それでも上手く呼吸を正せるまで、傍に居続けてくれた小芭内の言葉無き温かさに耐えていた涙がじわりと肌に沁みた。
全てを見通すことはできないけれど、自分だからこそ知っている彼の姿がある。
言葉数は少ないけれど、決して沈黙が重い訳ではないこと。
一見してわかり難いところがあれど、繊細に他人の心を拾ってくれること。
他人に厳しいようでいて、誰より自分自身に厳しいこと。
師である杏寿郎のような力強い引力や包容力は無くとも、静かに同じ空気を食み、寄り添ってくれる温もりを持っていること。

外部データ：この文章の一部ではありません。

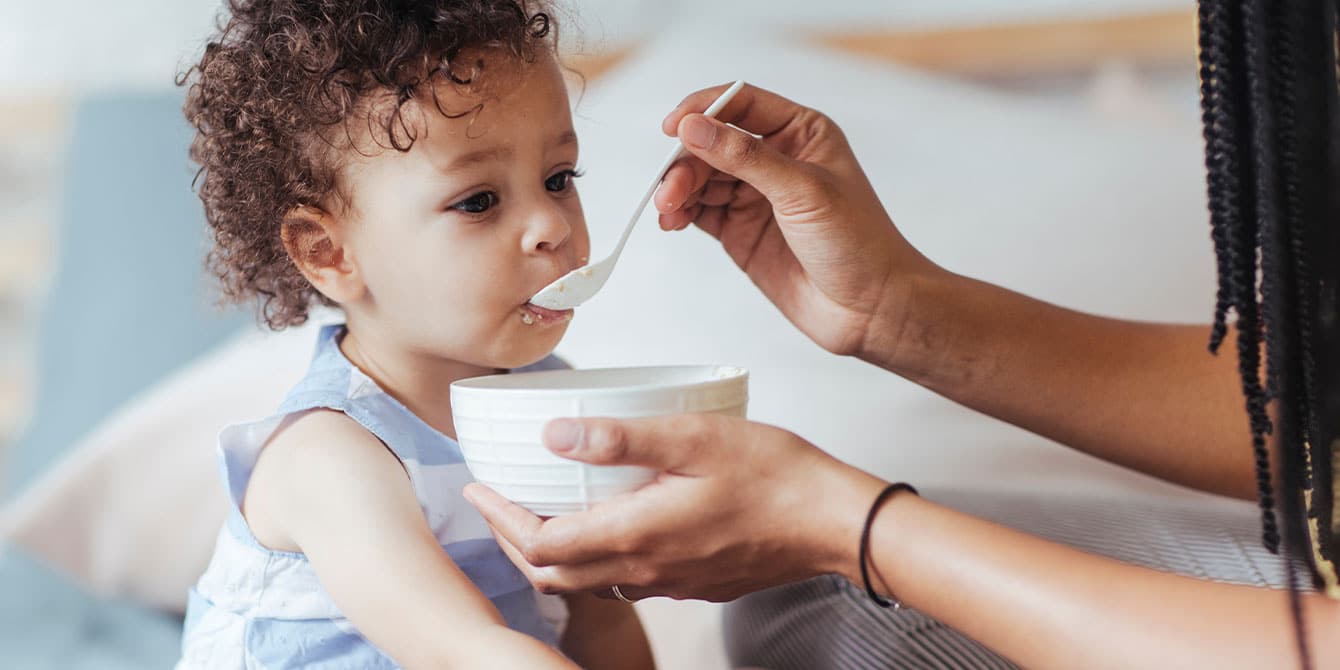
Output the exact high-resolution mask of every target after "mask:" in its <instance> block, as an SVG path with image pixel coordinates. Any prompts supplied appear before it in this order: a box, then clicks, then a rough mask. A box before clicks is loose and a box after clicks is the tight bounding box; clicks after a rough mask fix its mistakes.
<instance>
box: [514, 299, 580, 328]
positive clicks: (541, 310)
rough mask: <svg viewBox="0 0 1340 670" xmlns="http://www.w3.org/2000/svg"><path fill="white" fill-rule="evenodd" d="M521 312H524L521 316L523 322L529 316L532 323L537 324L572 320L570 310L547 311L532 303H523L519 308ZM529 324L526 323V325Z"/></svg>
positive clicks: (546, 308)
mask: <svg viewBox="0 0 1340 670" xmlns="http://www.w3.org/2000/svg"><path fill="white" fill-rule="evenodd" d="M521 310H523V311H524V312H525V314H523V320H525V319H524V318H525V316H527V315H529V316H531V318H532V322H539V323H561V322H568V320H572V314H574V312H572V310H548V308H544V307H540V306H537V304H532V303H525V304H524V306H521ZM529 323H531V322H527V324H529Z"/></svg>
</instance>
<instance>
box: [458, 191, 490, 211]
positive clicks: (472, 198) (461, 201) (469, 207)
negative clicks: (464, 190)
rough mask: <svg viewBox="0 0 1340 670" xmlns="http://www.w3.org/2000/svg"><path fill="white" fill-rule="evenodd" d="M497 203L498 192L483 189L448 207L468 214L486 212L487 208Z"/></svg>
mask: <svg viewBox="0 0 1340 670" xmlns="http://www.w3.org/2000/svg"><path fill="white" fill-rule="evenodd" d="M497 204H498V194H497V193H493V192H492V190H485V192H482V193H476V194H473V196H470V197H468V198H465V200H462V201H460V202H457V204H454V205H452V206H450V209H456V210H458V212H465V213H468V214H482V213H484V212H488V210H489V208H492V206H493V205H497Z"/></svg>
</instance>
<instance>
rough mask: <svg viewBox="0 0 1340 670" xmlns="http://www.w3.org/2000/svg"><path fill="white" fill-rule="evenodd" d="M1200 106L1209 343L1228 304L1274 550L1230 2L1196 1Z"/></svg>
mask: <svg viewBox="0 0 1340 670" xmlns="http://www.w3.org/2000/svg"><path fill="white" fill-rule="evenodd" d="M1199 19H1201V88H1202V96H1201V105H1202V117H1203V119H1205V142H1206V151H1205V166H1206V172H1207V174H1209V178H1207V182H1209V202H1210V226H1211V235H1213V237H1214V251H1215V260H1217V265H1218V268H1219V289H1218V300H1217V306H1215V312H1214V330H1213V331H1211V336H1210V350H1211V351H1218V348H1219V344H1222V342H1223V336H1225V331H1226V319H1227V310H1229V307H1231V308H1233V311H1235V312H1237V315H1238V324H1237V326H1238V370H1239V373H1241V377H1242V394H1244V397H1245V398H1246V409H1248V417H1249V418H1250V422H1252V452H1253V456H1254V458H1256V477H1257V501H1258V504H1260V507H1261V529H1262V541H1264V544H1265V547H1266V548H1268V549H1270V551H1272V552H1277V551H1278V547H1280V532H1278V527H1277V524H1276V517H1274V490H1273V486H1272V480H1270V453H1269V450H1268V449H1266V442H1265V435H1266V434H1268V433H1269V431H1270V419H1269V415H1268V414H1266V411H1265V390H1264V389H1262V387H1261V382H1260V373H1258V371H1260V369H1261V322H1260V319H1258V304H1257V245H1258V243H1257V225H1256V212H1254V209H1256V206H1254V200H1256V198H1254V193H1252V189H1250V188H1248V186H1246V185H1250V184H1252V182H1253V170H1252V166H1250V165H1249V162H1248V161H1245V159H1244V158H1242V157H1241V154H1242V149H1244V146H1245V143H1246V142H1244V139H1245V138H1248V137H1249V126H1248V118H1246V111H1248V99H1246V96H1248V95H1246V86H1245V84H1246V82H1245V79H1244V78H1242V72H1244V71H1246V67H1245V64H1244V63H1245V54H1244V52H1245V50H1244V44H1245V39H1244V31H1242V11H1241V9H1239V7H1238V3H1234V1H1214V0H1207V1H1202V3H1201V7H1199Z"/></svg>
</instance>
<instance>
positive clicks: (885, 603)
mask: <svg viewBox="0 0 1340 670" xmlns="http://www.w3.org/2000/svg"><path fill="white" fill-rule="evenodd" d="M899 490H906V492H910V493H911V494H913V496H921V493H918V492H917V489H915V488H914V486H913V485H911V484H907V482H903V481H899V482H894V484H890V485H887V486H884V490H880V492H879V496H875V501H874V502H872V504H871V505H870V513H867V515H866V527H864V528H863V529H862V531H860V549H859V551H858V555H856V559H858V560H860V580H862V582H864V583H866V592H867V594H870V599H871V600H874V602H875V604H878V606H880V607H894V608H898V607H902V603H898V602H896V600H895V602H890V600H884V599H883V598H879V594H876V592H875V587H872V586H870V568H867V567H866V564H867V563H868V560H867V559H868V557H870V527H872V525H875V512H879V505H883V504H884V501H886V500H888V497H890V496H892V494H894V493H898V492H899Z"/></svg>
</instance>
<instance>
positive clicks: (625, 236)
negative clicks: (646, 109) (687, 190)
mask: <svg viewBox="0 0 1340 670" xmlns="http://www.w3.org/2000/svg"><path fill="white" fill-rule="evenodd" d="M744 87H745V82H744V79H740V80H737V82H736V83H733V84H730V88H726V90H725V92H722V94H721V95H718V96H717V99H716V100H713V102H712V105H710V106H709V107H708V109H706V110H703V111H702V115H703V117H716V115H717V114H718V113H720V111H721V110H722V107H725V106H726V103H729V102H730V99H732V98H734V96H736V94H737V92H740V90H741V88H744ZM685 155H689V151H687V150H686V149H685V147H683V143H682V142H679V141H678V139H675V142H674V149H671V150H670V154H669V155H666V158H665V161H662V162H661V169H658V170H657V176H655V177H654V178H653V180H651V185H650V186H647V192H646V193H645V194H643V196H642V201H641V202H638V208H636V209H634V210H632V218H630V220H628V222H627V225H624V226H623V235H622V236H620V237H619V244H616V245H615V247H614V253H612V255H611V256H618V255H619V253H622V252H623V245H624V243H627V241H628V236H630V235H632V225H634V224H636V222H638V218H642V210H645V209H646V208H647V202H651V196H655V193H657V189H658V188H659V186H661V180H663V178H665V176H666V172H669V170H670V166H671V165H674V162H675V161H678V159H679V158H683V157H685Z"/></svg>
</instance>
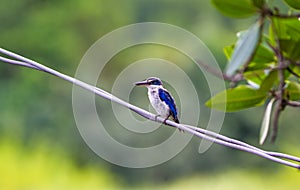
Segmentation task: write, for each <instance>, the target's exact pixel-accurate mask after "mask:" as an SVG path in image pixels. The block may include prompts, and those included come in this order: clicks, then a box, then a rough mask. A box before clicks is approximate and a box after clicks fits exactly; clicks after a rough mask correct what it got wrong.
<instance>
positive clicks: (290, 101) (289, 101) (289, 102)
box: [284, 100, 300, 107]
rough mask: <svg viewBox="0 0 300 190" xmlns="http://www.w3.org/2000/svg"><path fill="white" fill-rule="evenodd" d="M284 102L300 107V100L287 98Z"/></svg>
mask: <svg viewBox="0 0 300 190" xmlns="http://www.w3.org/2000/svg"><path fill="white" fill-rule="evenodd" d="M284 103H285V104H286V105H289V106H292V107H300V102H297V101H292V100H285V101H284Z"/></svg>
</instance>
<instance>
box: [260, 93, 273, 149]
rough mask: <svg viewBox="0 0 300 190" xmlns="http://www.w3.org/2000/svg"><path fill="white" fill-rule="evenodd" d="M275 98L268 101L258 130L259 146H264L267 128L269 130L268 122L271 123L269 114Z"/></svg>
mask: <svg viewBox="0 0 300 190" xmlns="http://www.w3.org/2000/svg"><path fill="white" fill-rule="evenodd" d="M275 100H276V99H275V98H272V99H271V100H270V102H269V103H268V105H267V108H266V110H265V114H264V117H263V121H262V123H261V128H260V133H259V144H261V145H262V144H264V142H265V140H266V138H267V136H268V132H269V128H270V121H271V113H272V107H273V103H274V102H275Z"/></svg>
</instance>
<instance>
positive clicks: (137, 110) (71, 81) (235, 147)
mask: <svg viewBox="0 0 300 190" xmlns="http://www.w3.org/2000/svg"><path fill="white" fill-rule="evenodd" d="M0 53H2V54H5V55H8V56H10V57H12V58H14V59H17V60H18V61H15V60H13V59H8V58H4V57H1V56H0V58H1V59H0V60H2V61H3V62H6V63H10V64H15V65H21V66H26V67H29V68H33V69H37V70H41V71H44V72H47V73H50V74H52V75H55V76H57V77H60V78H62V79H64V80H66V81H69V82H71V83H73V84H75V85H78V86H80V87H82V88H84V89H86V90H88V91H90V92H93V93H95V94H97V95H99V96H101V97H103V98H106V99H108V100H111V101H113V102H116V103H118V104H120V105H122V106H124V107H126V108H128V109H130V110H132V111H134V112H136V113H137V114H139V115H141V116H143V117H145V118H147V119H149V120H152V121H155V122H161V123H163V122H164V118H161V117H156V115H154V114H152V113H150V112H148V111H146V110H143V109H141V108H139V107H137V106H134V105H132V104H129V103H127V102H125V101H123V100H121V99H119V98H117V97H115V96H113V95H112V94H110V93H108V92H106V91H104V90H102V89H100V88H97V87H95V86H92V85H89V84H87V83H84V82H82V81H80V80H78V79H75V78H72V77H70V76H68V75H65V74H62V73H60V72H58V71H55V70H53V69H51V68H49V67H46V66H44V65H42V64H40V63H37V62H35V61H32V60H30V59H27V58H25V57H23V56H20V55H17V54H15V53H12V52H10V51H7V50H4V49H2V48H0ZM165 122H166V124H167V125H169V126H172V127H176V128H179V129H181V130H184V131H186V132H188V133H191V134H193V135H195V136H198V137H200V138H203V139H206V140H209V141H212V142H215V143H218V144H220V145H224V146H227V147H231V148H234V149H238V150H241V151H245V152H249V153H251V154H255V155H258V156H261V157H263V158H266V159H269V160H271V161H274V162H277V163H280V164H283V165H286V166H290V167H293V168H297V169H300V165H299V164H296V163H293V162H290V161H287V160H291V161H296V162H300V158H298V157H295V156H291V155H287V154H283V153H277V152H268V151H264V150H261V149H258V148H256V147H254V146H252V145H249V144H247V143H244V142H241V141H238V140H235V139H231V138H229V137H225V136H223V135H220V134H217V133H214V132H211V131H208V130H205V129H201V128H197V127H194V126H190V125H185V124H178V123H175V122H173V121H170V120H167V121H165ZM281 158H285V159H287V160H283V159H281Z"/></svg>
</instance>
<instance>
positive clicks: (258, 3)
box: [206, 0, 300, 144]
mask: <svg viewBox="0 0 300 190" xmlns="http://www.w3.org/2000/svg"><path fill="white" fill-rule="evenodd" d="M285 2H286V4H287V5H288V6H290V9H298V10H299V9H300V7H299V4H300V3H299V1H290V0H285ZM212 3H213V4H214V5H215V7H216V8H217V9H218V10H219V11H220V12H222V13H223V14H225V15H228V16H231V17H250V16H255V17H257V18H256V21H255V23H254V24H253V25H252V26H250V27H249V28H248V29H247V30H246V31H241V32H239V33H238V35H237V36H238V39H237V42H236V43H235V44H234V45H231V46H227V47H225V48H224V51H225V54H226V56H227V58H228V59H229V61H228V64H227V67H226V69H225V74H224V78H225V79H228V80H229V81H231V82H232V86H233V88H232V87H231V88H229V89H227V90H226V91H223V92H220V93H218V94H216V95H215V96H213V97H212V98H211V99H210V100H209V101H207V102H206V105H207V106H209V107H211V108H213V109H217V110H222V111H227V112H231V111H239V110H243V109H246V108H251V107H256V106H261V105H263V104H267V103H268V102H269V101H270V100H271V102H270V104H269V106H268V107H267V110H266V113H265V115H264V118H263V122H262V129H261V131H263V134H264V135H261V136H260V142H261V144H263V143H264V141H265V139H266V137H267V133H268V132H267V131H268V129H269V125H270V120H271V117H272V114H271V112H273V113H274V114H273V118H272V121H273V128H272V129H273V131H272V141H274V140H275V138H276V135H277V128H278V118H279V115H280V113H281V112H282V111H284V109H285V107H286V106H293V107H300V103H299V102H298V101H299V100H300V88H299V86H300V84H299V78H300V69H299V66H300V49H299V46H300V14H295V13H293V11H286V12H287V13H283V11H285V10H282V9H280V8H279V7H273V5H272V3H271V1H265V0H242V1H240V0H212ZM245 82H246V83H247V85H246V86H245ZM224 96H227V98H226V99H225V101H222V100H223V99H222V97H224ZM273 101H274V104H275V105H274V106H273ZM224 107H226V110H224Z"/></svg>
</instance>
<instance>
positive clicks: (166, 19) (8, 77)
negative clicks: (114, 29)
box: [0, 0, 300, 189]
mask: <svg viewBox="0 0 300 190" xmlns="http://www.w3.org/2000/svg"><path fill="white" fill-rule="evenodd" d="M254 19H255V18H251V19H246V20H245V19H242V20H234V19H229V18H226V17H224V16H223V15H221V14H220V13H218V12H217V10H216V9H214V7H213V6H212V5H211V4H210V1H208V0H206V1H200V0H197V1H196V0H186V1H170V0H161V1H158V0H154V1H146V0H145V1H144V0H128V1H104V0H100V1H81V0H73V1H67V0H60V1H57V0H53V1H50V0H28V1H19V0H1V2H0V46H1V47H3V48H5V49H8V50H11V51H13V52H16V53H19V54H21V55H24V56H26V57H28V58H31V59H33V60H36V61H38V62H40V63H42V64H45V65H47V66H49V67H51V68H54V69H57V70H59V71H62V72H63V73H66V74H68V75H71V76H73V75H74V74H75V71H76V68H77V65H78V64H79V62H80V60H81V58H82V56H83V55H84V53H85V51H87V49H88V48H89V47H90V46H91V45H92V44H93V43H94V42H95V41H96V40H98V39H99V38H101V37H102V36H103V35H105V34H107V33H109V32H111V31H112V30H114V29H117V28H119V27H122V26H125V25H128V24H133V23H137V22H147V21H151V22H152V21H153V22H163V23H169V24H173V25H176V26H179V27H182V28H184V29H186V30H188V31H190V32H192V33H193V34H195V35H196V36H198V37H199V38H200V39H201V40H203V42H205V44H206V45H207V46H208V47H209V48H210V50H211V51H212V53H213V54H214V55H215V57H216V59H217V61H218V62H219V64H220V66H221V67H222V68H224V66H225V64H226V59H225V56H224V55H223V52H222V51H223V50H222V49H223V47H224V46H226V45H230V44H231V43H233V42H234V41H235V33H236V32H238V31H239V30H243V29H246V28H247V27H248V26H249V25H250V24H251V22H252V21H253V20H254ZM149 51H150V52H149ZM166 51H167V50H166ZM138 53H140V54H143V53H147V55H151V54H153V55H156V53H157V52H151V48H145V49H144V50H140V51H139V52H138ZM160 54H161V52H160ZM131 56H132V52H130V51H129V52H128V53H126V52H125V53H122V55H121V57H119V58H116V60H115V61H116V62H120V60H130V58H131ZM135 56H137V57H139V55H135ZM169 56H170V55H169ZM170 57H172V56H170ZM111 64H112V65H113V66H112V68H113V69H109V71H111V73H106V74H105V75H104V76H102V78H101V82H102V83H101V85H102V86H103V87H106V88H108V89H109V88H110V87H111V83H112V80H113V79H114V77H116V75H117V74H118V73H119V72H120V69H121V68H122V67H124V65H122V64H119V65H114V63H113V61H112V63H111ZM191 75H192V76H193V75H199V73H196V72H194V73H191ZM199 85H201V83H199ZM203 98H204V100H203V101H205V100H207V99H209V96H207V94H206V93H205V92H203ZM99 99H100V97H99ZM104 101H105V100H104ZM104 101H103V102H104ZM203 101H201V103H202V104H203V103H204V102H203ZM101 102H102V100H100V105H99V106H100V107H101ZM0 105H1V106H0V189H83V188H84V189H102V188H106V189H129V188H130V189H131V188H136V189H141V188H143V189H148V188H153V187H155V188H159V189H182V188H189V189H200V188H201V189H241V188H242V187H243V189H266V188H270V187H272V189H282V188H285V189H292V188H293V189H296V188H298V187H299V185H300V180H299V173H298V172H297V171H296V170H294V169H291V168H287V167H285V166H281V165H278V164H276V163H272V162H270V161H267V160H265V159H262V158H260V157H256V156H253V155H249V154H247V153H243V152H239V151H235V150H232V149H228V148H226V147H222V146H219V145H213V146H212V147H211V148H210V149H209V150H208V151H207V152H205V153H204V154H198V152H197V150H198V146H199V142H200V141H199V139H197V138H194V139H193V140H192V141H191V142H190V143H189V145H188V146H187V147H186V148H185V149H184V151H182V152H181V153H180V154H178V155H177V156H176V157H175V158H173V159H171V160H170V161H168V162H166V163H164V164H161V165H159V166H155V167H152V168H146V169H131V168H123V167H119V166H116V165H113V164H110V163H108V162H106V161H104V160H103V159H101V158H100V157H98V156H97V155H96V154H94V153H93V152H92V151H91V150H90V149H89V148H88V147H87V145H86V144H85V143H84V141H83V139H82V138H81V136H80V134H79V132H78V130H77V128H76V125H75V122H74V117H73V112H72V85H71V84H69V83H67V82H65V81H63V80H61V79H58V78H56V77H54V76H51V75H48V74H45V73H42V72H38V71H34V70H31V69H28V68H22V67H16V66H12V65H8V64H5V63H0ZM299 113H300V112H299V110H297V109H288V110H287V111H285V112H284V114H283V115H282V118H281V120H280V131H279V138H278V139H277V142H276V143H275V144H273V145H272V144H267V145H265V146H264V147H263V148H266V149H272V150H279V151H284V152H286V153H292V154H295V155H300V149H299V135H297V134H299V132H300V131H299V124H297V122H296V121H295V118H297V115H299ZM183 114H184V113H183ZM262 114H263V108H256V109H250V110H246V111H242V112H238V113H229V114H226V119H225V123H224V126H223V128H222V131H221V133H222V134H225V135H228V136H230V137H234V138H237V139H241V140H243V141H246V142H248V143H250V144H253V145H258V133H259V127H260V122H261V119H262Z"/></svg>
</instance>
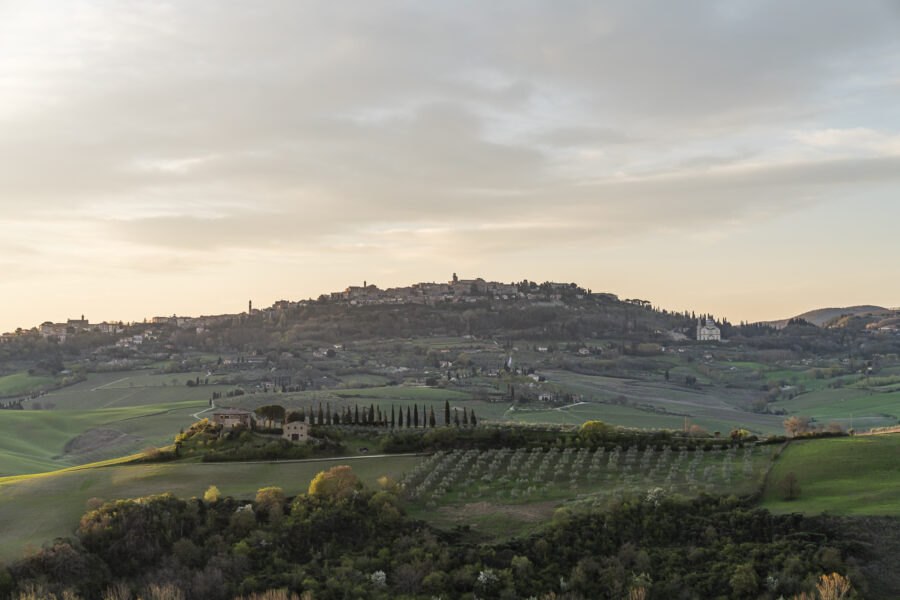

「だから…表面上だけで受け取らないであげて、ね。深いところまで無理に知ろうとしなくてもいいから…蛍ちゃんのごめんねを受け止めるだけの、時間が必要なこと…わかって、あげて」
自分だけが知っている、小芭内の姿が好きだ。
ただ今は、感情の見えない瞳を揺らす蛍にも、伝わっていて欲しいと思った。
器用でいて不器用な、彼なりの生き方を。
「……」
そう、と呼びかけるような蜜璃の言葉に、蛍の反応はない。
畳に落ちる緋色の揺らぎはただ、答えを見つけ出せないでいた。
「…蛍ちゃん」
青白く血の気の退いた唇は動かない。
握りしめたままの手がじとりと汗を滲ませ、それでも強く繋ぎ止めるように力を込める。
微かに震えているようにさえ感じる蛍の手を握り締めたまま、蜜璃も唇の端を噛み締めた。
投げかけの一つで、感情の一つで、簡単に元に戻るものではない。
一見明るさを取り戻していたように見えたが、蛍の心根は大きく欠けている。
それを改めて目の当たりにした気がして。